For decades, the farms around Lake Apopka, Florida’s third largest lake, were sprayed with chemicals ranging from the now-banned DDT to toxaphene. Among the most productive farmlands in America, the fields were repeatedly covered with organochlorine pesticides, also known as persistent organic pollutants. The once-clear waters of the lake turned pea green from decades of pesticide-related run-off. Research proved that birds, alligators, and fish were all harmed. And still the farmworkers planted, harvested, packed, and shipped produce all over the country, enduring scorching sun, snakes, rats, injuries, substandard housing, and low wages.
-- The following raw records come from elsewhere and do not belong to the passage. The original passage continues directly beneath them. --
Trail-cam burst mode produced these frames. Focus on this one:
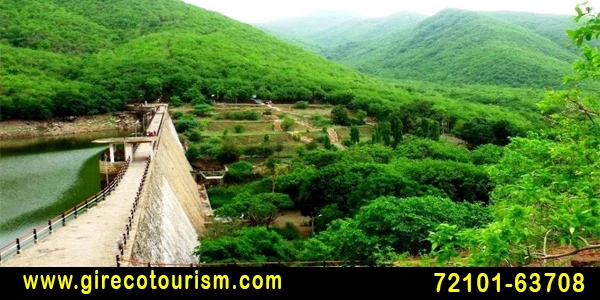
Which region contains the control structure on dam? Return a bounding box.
[0,104,205,267]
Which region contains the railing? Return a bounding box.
[117,255,369,268]
[117,157,150,257]
[116,106,167,264]
[0,158,131,263]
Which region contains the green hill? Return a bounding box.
[258,9,577,88]
[0,0,369,119]
[0,0,556,148]
[256,12,426,56]
[342,10,577,87]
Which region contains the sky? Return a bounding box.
[184,0,600,24]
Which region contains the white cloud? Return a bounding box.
[184,0,600,23]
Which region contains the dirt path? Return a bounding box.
[327,128,346,150]
[273,120,283,132]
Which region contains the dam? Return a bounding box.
[0,105,205,267]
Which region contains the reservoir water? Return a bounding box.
[0,131,129,247]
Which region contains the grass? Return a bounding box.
[205,120,273,134]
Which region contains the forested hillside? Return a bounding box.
[258,9,576,88]
[255,12,426,54]
[0,0,369,119]
[0,0,544,148]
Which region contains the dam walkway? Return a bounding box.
[2,106,166,267]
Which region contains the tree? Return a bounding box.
[262,157,289,193]
[429,120,442,141]
[294,101,308,109]
[225,161,253,183]
[169,96,183,107]
[216,193,294,228]
[323,135,333,150]
[354,109,367,125]
[281,117,296,131]
[331,105,350,126]
[371,124,381,144]
[379,121,392,146]
[194,104,214,117]
[390,117,403,149]
[430,6,600,266]
[194,227,295,263]
[350,125,360,145]
[275,143,284,154]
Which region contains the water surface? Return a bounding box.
[0,131,128,247]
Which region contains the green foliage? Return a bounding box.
[169,96,183,107]
[390,117,404,149]
[194,104,214,117]
[273,222,301,241]
[394,158,494,204]
[323,134,333,150]
[215,193,293,228]
[171,111,184,121]
[225,161,254,183]
[233,124,246,133]
[300,197,490,263]
[350,125,360,145]
[331,105,351,126]
[194,227,295,263]
[310,114,331,127]
[430,6,600,266]
[281,117,296,131]
[213,109,262,121]
[175,115,202,133]
[242,144,276,158]
[294,101,308,109]
[471,144,504,165]
[396,137,476,163]
[189,130,202,142]
[351,109,367,125]
[454,118,523,146]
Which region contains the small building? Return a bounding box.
[92,137,155,187]
[191,159,227,186]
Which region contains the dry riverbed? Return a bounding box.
[0,113,135,140]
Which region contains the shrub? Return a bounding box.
[170,96,183,107]
[294,101,308,109]
[233,124,245,133]
[214,109,262,121]
[310,114,331,127]
[173,111,183,120]
[281,117,296,131]
[189,130,202,142]
[194,104,214,117]
[331,105,351,126]
[225,161,254,183]
[175,115,202,133]
[274,222,301,241]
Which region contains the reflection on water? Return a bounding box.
[0,131,128,246]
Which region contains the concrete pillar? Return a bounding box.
[125,143,133,160]
[108,144,115,162]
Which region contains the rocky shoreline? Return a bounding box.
[0,112,136,140]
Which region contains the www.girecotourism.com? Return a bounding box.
[23,270,281,295]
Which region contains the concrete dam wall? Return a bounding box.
[125,114,204,263]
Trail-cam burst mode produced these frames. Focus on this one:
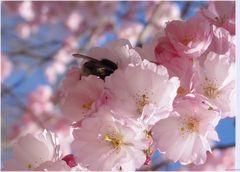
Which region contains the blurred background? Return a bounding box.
[1,1,235,170]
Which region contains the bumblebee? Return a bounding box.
[73,54,118,80]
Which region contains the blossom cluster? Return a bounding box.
[1,1,236,171]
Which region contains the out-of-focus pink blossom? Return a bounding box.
[4,130,60,171]
[187,148,235,171]
[200,1,235,35]
[1,53,12,82]
[28,85,54,114]
[193,52,236,117]
[66,12,83,32]
[106,60,179,125]
[16,24,32,39]
[153,96,220,164]
[61,74,104,122]
[18,1,35,21]
[152,2,181,30]
[154,36,193,96]
[88,39,141,69]
[72,112,147,171]
[165,16,213,57]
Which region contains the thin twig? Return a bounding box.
[2,84,45,129]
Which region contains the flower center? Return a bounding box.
[81,101,93,110]
[181,36,193,46]
[203,77,219,99]
[203,86,218,99]
[136,94,150,114]
[27,164,32,170]
[177,87,187,96]
[215,15,227,26]
[103,134,123,149]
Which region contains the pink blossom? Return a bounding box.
[66,12,83,32]
[1,53,12,82]
[72,114,147,171]
[207,27,236,62]
[88,39,141,69]
[200,1,235,35]
[193,52,236,117]
[165,16,212,57]
[18,1,35,21]
[153,96,220,164]
[28,85,54,114]
[61,74,104,122]
[106,60,179,125]
[152,1,181,30]
[185,147,235,171]
[4,130,60,171]
[28,85,54,114]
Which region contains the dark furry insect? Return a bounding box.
[73,54,118,80]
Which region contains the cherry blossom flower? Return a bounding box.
[35,160,71,171]
[165,16,212,57]
[187,147,235,171]
[205,26,236,62]
[193,52,236,117]
[28,85,54,114]
[60,73,104,122]
[106,60,179,125]
[200,1,235,35]
[72,112,147,171]
[154,36,193,96]
[4,130,65,171]
[152,96,220,164]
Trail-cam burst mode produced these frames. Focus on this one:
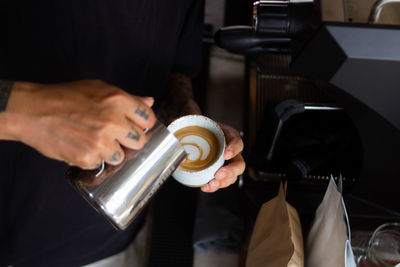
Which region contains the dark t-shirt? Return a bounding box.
[0,0,203,266]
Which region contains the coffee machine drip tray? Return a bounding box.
[247,54,362,187]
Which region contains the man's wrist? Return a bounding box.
[0,80,14,112]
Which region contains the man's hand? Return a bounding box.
[201,123,246,192]
[2,80,156,169]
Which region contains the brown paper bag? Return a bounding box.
[246,183,304,267]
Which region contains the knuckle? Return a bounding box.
[76,152,97,169]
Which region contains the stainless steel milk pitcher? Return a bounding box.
[67,121,186,230]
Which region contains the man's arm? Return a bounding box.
[0,80,156,169]
[158,73,245,192]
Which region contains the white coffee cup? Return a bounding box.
[168,115,225,187]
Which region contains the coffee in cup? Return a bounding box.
[173,126,219,171]
[168,115,225,187]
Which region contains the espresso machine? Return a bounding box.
[215,0,400,229]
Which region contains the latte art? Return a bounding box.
[174,126,219,171]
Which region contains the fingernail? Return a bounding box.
[225,148,233,159]
[210,180,219,187]
[216,170,226,179]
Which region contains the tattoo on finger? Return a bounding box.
[126,127,140,141]
[109,151,121,162]
[135,104,149,120]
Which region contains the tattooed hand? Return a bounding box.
[0,80,156,169]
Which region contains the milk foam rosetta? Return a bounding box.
[174,126,219,171]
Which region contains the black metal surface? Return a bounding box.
[292,24,400,214]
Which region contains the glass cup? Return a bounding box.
[367,223,400,266]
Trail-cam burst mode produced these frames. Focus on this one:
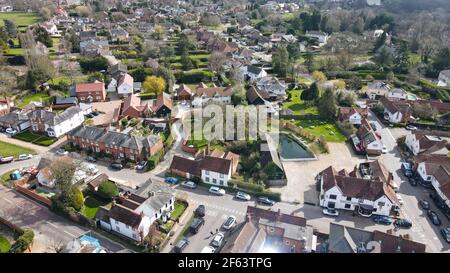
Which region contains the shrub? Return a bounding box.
[97,180,119,200]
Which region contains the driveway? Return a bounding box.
[271,142,365,204]
[0,185,130,252]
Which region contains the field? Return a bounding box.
[0,141,36,158]
[283,90,319,115]
[0,12,41,30]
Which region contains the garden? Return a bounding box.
[0,141,36,158]
[14,131,57,146]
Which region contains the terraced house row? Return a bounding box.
[67,126,163,161]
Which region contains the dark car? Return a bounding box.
[372,215,392,225]
[111,162,123,170]
[174,238,189,253]
[441,228,450,244]
[194,205,205,217]
[189,218,205,234]
[427,210,442,226]
[408,177,418,187]
[258,197,275,206]
[419,199,430,210]
[394,219,412,228]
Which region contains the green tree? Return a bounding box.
[97,180,119,200]
[317,88,338,120]
[272,46,289,77]
[300,82,320,100]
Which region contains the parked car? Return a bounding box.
[441,228,450,244]
[394,219,412,228]
[136,161,148,171]
[111,162,123,171]
[222,215,236,230]
[86,156,97,163]
[0,156,14,164]
[209,186,225,195]
[201,246,216,253]
[258,197,275,206]
[211,232,225,247]
[174,238,189,253]
[194,205,205,217]
[189,218,205,234]
[372,215,392,226]
[408,177,418,187]
[56,148,69,156]
[235,191,252,201]
[165,176,178,185]
[405,125,417,131]
[17,154,33,160]
[427,210,442,226]
[5,128,17,135]
[181,181,197,189]
[419,199,430,210]
[395,193,403,206]
[322,208,339,216]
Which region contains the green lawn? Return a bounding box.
[81,196,111,219]
[0,234,11,253]
[170,201,186,221]
[295,119,346,142]
[0,12,41,29]
[283,90,319,115]
[17,93,51,108]
[0,141,36,158]
[14,131,57,146]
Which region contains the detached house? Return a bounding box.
[95,180,175,242]
[169,156,239,186]
[338,107,369,126]
[75,81,106,102]
[30,106,84,138]
[317,166,398,217]
[380,98,414,123]
[405,132,448,155]
[67,126,163,161]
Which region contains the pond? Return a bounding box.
[280,134,315,160]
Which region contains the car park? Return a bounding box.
[174,238,189,253]
[394,219,412,228]
[181,181,197,189]
[222,215,236,230]
[427,210,442,226]
[211,232,225,247]
[322,208,339,217]
[258,197,275,206]
[189,218,205,234]
[235,191,251,201]
[86,156,97,163]
[419,199,430,210]
[372,215,392,226]
[111,162,123,171]
[136,161,148,171]
[441,228,450,244]
[17,154,33,160]
[194,205,206,217]
[209,186,225,195]
[56,148,69,156]
[164,176,178,185]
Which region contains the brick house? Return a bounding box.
[75,81,106,102]
[67,126,163,161]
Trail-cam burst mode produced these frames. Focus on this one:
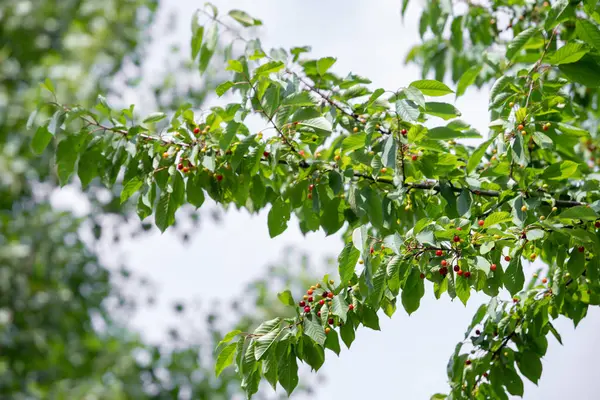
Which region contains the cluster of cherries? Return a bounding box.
[298,280,354,333]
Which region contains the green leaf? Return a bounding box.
[506,26,540,60]
[31,125,53,155]
[198,22,219,74]
[217,329,242,347]
[215,343,237,377]
[215,81,235,97]
[502,255,525,296]
[186,175,204,209]
[277,290,296,307]
[229,10,262,27]
[267,198,291,238]
[338,243,360,282]
[402,268,425,315]
[542,160,579,181]
[517,350,542,385]
[456,65,482,97]
[409,79,454,97]
[254,61,285,79]
[331,295,348,323]
[425,102,461,120]
[483,211,512,228]
[277,343,298,396]
[298,117,333,133]
[142,112,167,124]
[546,42,589,65]
[567,248,585,279]
[304,318,327,346]
[254,323,284,361]
[467,135,497,174]
[121,176,144,204]
[575,19,600,50]
[558,206,598,221]
[396,99,421,122]
[317,57,337,76]
[544,0,569,31]
[558,57,600,88]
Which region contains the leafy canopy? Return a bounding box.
[32,0,600,399]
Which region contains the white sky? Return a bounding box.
[51,0,600,400]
All the while, endocrine-disruptor chemicals were dropped over their heads by crop dusters as they labored in the poison-saturated fields.
Eventually, state and federal dollars were allocated to buy out and close farms to attempt land restoration, water clean up, and wildlife protection. But the farmworkers became statistics—nameless casualties history almost forgot. Here are their stories, told in their own words.